Dzieciaki powiadasz? Proszę bardzo, oto tekst napisany przez byłego działacza Solidarności: http://opolczykpl.wordpress.com/2014/12/13/kartka-z-kalendarza-13-grudnia-2/#com ments
I jakie wnioski wyciąga ten były opozycjonista po ponad 30 latach?
Ano takie:
"Choć wtedy sam wylądowałem w grudniu w „internacie” i ciskałem gromy na WRON-ę dzisiaj stanu wojennego nie potępiam. Gdyby można było cofnąć zegar historii do sierpnia 1980 a ja miałbym dzisiejszą wiedzę, to znając mój temperament podejrzewam, że na ochotnika zapisałbym się do ZOMO. Aby naiwnych, durnych, zaślepionych prozachodnią propagandą opozycjonistów (takich jak ja wtedy) lać pałą po ich łepetynach.
Ogłupiono nas, zaślepiono nas, wmówiono nam, że walczymy o wolną Polskę. A walczyliśmy o jarzmo i zniewolenie o wiele gorsze od niezbyt uciążliwej po 1956 roku politycznej dominacji ZSRR nad PRL-em."
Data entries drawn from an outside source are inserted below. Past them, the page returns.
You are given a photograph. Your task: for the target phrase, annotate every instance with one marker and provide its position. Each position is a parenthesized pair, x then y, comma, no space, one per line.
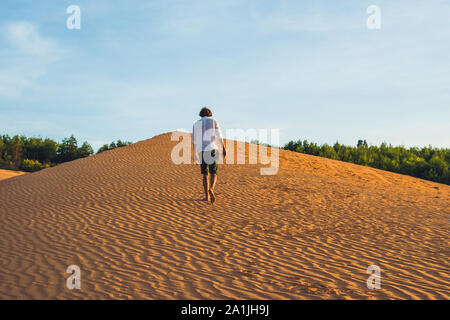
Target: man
(208,140)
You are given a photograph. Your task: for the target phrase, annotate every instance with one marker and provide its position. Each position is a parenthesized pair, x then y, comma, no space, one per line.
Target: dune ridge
(5,174)
(134,223)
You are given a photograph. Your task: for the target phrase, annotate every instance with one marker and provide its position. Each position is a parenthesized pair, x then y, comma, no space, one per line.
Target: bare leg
(206,186)
(212,186)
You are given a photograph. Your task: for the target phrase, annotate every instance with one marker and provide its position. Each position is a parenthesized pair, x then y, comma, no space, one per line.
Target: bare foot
(213,196)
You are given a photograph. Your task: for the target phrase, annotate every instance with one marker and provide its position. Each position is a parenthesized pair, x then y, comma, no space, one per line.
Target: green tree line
(33,154)
(426,163)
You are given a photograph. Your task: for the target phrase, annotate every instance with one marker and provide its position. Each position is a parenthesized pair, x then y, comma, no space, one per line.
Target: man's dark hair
(205,112)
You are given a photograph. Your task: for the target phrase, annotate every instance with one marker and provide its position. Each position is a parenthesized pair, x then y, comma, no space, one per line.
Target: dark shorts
(209,161)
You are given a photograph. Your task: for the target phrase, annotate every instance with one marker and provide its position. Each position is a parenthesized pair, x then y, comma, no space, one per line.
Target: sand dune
(134,223)
(5,174)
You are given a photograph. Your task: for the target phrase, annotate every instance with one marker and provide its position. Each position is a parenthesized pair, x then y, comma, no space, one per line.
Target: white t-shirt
(206,135)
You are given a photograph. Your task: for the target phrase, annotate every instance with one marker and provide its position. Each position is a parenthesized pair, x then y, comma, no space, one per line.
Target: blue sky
(309,68)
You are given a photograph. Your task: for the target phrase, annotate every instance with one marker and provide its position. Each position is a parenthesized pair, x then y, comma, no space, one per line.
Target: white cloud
(24,36)
(26,59)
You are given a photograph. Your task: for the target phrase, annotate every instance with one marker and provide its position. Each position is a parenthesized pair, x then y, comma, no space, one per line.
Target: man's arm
(220,138)
(196,155)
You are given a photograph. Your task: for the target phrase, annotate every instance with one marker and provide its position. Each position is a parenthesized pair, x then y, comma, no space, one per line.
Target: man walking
(208,140)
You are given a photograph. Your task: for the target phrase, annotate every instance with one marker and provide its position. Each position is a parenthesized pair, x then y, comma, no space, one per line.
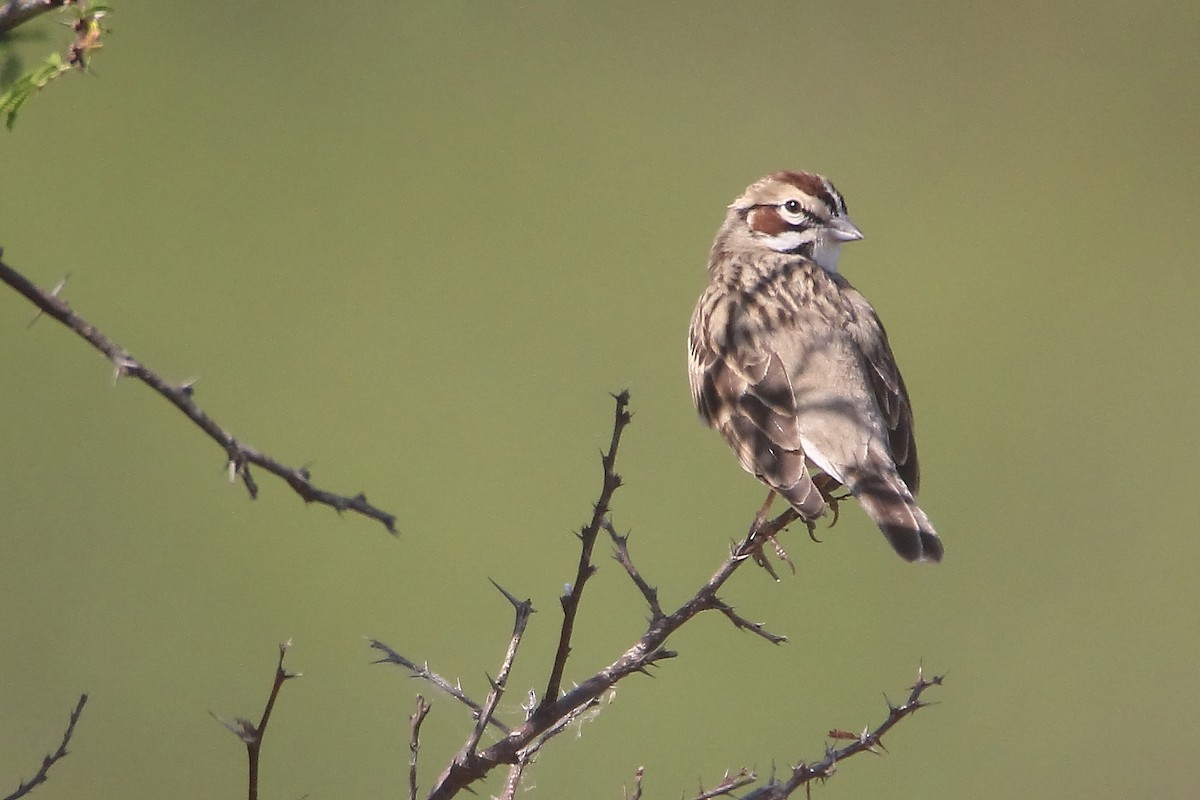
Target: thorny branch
(414,743)
(25,787)
(252,734)
(239,456)
(424,673)
(18,12)
(870,740)
(588,534)
(557,710)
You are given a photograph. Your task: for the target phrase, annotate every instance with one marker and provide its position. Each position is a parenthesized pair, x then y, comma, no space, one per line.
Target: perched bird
(791,364)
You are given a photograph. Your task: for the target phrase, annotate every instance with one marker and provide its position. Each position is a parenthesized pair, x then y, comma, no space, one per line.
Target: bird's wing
(887,384)
(747,395)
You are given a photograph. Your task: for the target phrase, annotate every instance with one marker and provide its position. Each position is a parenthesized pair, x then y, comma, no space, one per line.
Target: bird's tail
(889,503)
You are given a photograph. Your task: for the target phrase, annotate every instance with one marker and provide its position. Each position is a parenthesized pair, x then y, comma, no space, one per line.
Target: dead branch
(252,734)
(239,456)
(25,787)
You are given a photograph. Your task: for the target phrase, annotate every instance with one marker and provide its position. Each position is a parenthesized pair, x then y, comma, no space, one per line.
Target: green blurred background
(415,247)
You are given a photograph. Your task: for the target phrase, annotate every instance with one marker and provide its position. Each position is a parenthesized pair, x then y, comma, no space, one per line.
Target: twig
(622,546)
(18,12)
(466,758)
(588,534)
(743,624)
(25,787)
(556,711)
(867,741)
(523,609)
(425,673)
(252,734)
(729,785)
(414,743)
(239,455)
(637,783)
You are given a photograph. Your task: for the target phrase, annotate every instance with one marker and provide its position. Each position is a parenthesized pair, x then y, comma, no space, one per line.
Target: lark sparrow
(791,364)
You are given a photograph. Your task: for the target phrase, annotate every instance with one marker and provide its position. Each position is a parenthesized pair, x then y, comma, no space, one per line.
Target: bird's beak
(844,229)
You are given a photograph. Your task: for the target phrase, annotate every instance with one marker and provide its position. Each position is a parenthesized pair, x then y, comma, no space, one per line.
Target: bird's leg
(760,518)
(775,525)
(827,486)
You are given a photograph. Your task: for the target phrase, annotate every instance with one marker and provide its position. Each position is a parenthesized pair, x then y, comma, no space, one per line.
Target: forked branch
(557,710)
(239,456)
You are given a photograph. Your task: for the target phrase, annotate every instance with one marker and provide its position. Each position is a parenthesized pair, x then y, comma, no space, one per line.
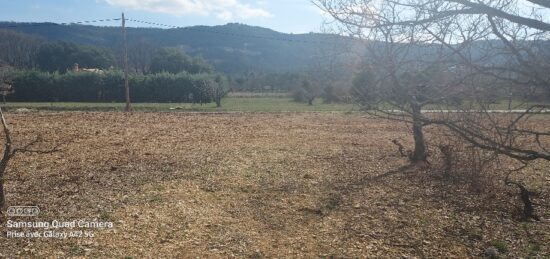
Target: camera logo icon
(23,211)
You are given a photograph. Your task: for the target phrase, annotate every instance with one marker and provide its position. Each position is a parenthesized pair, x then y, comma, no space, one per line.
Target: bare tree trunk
(419,153)
(5,158)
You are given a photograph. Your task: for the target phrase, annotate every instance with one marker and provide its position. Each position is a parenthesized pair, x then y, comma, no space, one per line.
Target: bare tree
(457,57)
(10,151)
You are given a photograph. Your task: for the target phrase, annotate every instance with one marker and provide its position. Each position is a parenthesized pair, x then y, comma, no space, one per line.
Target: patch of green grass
(500,245)
(236,104)
(533,250)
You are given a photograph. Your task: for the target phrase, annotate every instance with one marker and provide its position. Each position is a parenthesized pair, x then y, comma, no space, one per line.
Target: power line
(335,37)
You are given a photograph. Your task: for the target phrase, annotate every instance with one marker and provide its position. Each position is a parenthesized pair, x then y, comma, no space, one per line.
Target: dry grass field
(179,185)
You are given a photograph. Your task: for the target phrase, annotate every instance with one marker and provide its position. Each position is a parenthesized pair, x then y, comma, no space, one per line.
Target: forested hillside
(231,48)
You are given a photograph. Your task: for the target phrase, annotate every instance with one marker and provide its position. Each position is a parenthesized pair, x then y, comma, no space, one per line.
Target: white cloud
(222,9)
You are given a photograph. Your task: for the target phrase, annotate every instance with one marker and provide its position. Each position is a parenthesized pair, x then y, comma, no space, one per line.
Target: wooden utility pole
(126,85)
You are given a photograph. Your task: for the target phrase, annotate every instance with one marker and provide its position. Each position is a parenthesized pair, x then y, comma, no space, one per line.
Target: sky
(289,16)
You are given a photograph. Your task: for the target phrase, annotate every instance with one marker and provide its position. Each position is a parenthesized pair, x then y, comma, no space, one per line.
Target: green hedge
(36,86)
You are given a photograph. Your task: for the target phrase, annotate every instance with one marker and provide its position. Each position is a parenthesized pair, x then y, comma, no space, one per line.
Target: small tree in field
(220,90)
(10,151)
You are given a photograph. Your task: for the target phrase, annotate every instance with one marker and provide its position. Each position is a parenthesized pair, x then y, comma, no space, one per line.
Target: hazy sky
(296,16)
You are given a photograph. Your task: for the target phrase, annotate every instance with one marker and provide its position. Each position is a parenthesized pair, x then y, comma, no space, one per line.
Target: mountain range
(232,48)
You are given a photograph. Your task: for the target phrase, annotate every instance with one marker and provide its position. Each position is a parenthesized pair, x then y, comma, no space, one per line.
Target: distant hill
(232,48)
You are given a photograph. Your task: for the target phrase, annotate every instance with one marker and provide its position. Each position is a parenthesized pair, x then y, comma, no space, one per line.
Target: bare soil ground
(182,185)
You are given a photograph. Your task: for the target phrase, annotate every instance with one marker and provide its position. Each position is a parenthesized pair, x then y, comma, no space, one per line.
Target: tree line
(40,86)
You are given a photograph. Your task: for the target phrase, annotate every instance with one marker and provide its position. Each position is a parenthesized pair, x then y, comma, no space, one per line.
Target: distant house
(77,68)
(5,89)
A to jeden z komentarzy pod tekstem (też zapewne wg ciebie przez dzieciaka pisany):
"Panie Andrzeju, jak kiedyś pisałem, nie zawsze z Panem się zgadzam. Jednak w tym artylule zgadzam się z każdą literą. Pamiętam stan wojenny, Miałem szczęście (piszę to z dumą) być dorosłym, pracującym na siebie i rodzinę człowiekiem w socjaliźmie (czy jak chcą niektórzy – w „komunie”), a potem 25 lat w „nowej, niepodległej”, aż do dziś. Mam punkt odniesienia, mam doświadczenie i porównanie, Nic dodać, nic ująć. Zaczynam wiek „mocno średni”, zaczynam chorować. W złej komunie miałem zabiegi za darmo i natychmiast. W „nowej, niepodległej” mam czekać, jako szczęściarz i w pokorze zresztą, pół roku (tylko!!), bo owa niepodległa od 25 lat nie potrafi się uporać z tym, co zła komuna miała w małym palcu. Byłem w opozycji, miałem nadzieję na sprawiedliwsze jutro. Dziś odpowiadam tym, co szastają frazesami w stylu „lepszy w wolności kąsek lada jaki, niźli w niewoli przysmaki”: spróbuj tych wolnościowch kąsków, a zwłaszcza nakarm nimi własne dzieci i wnuki. Spróbuj ich tu, nie w Norwegii czy Irlandii za „ojro”. Jeśli nie widzimy krat bo są daleko – nie znaczy, że jesteśmy wolni. Przehandlowaliśmy kraj za kolorowe paciorki. Pozdrawiam Pana."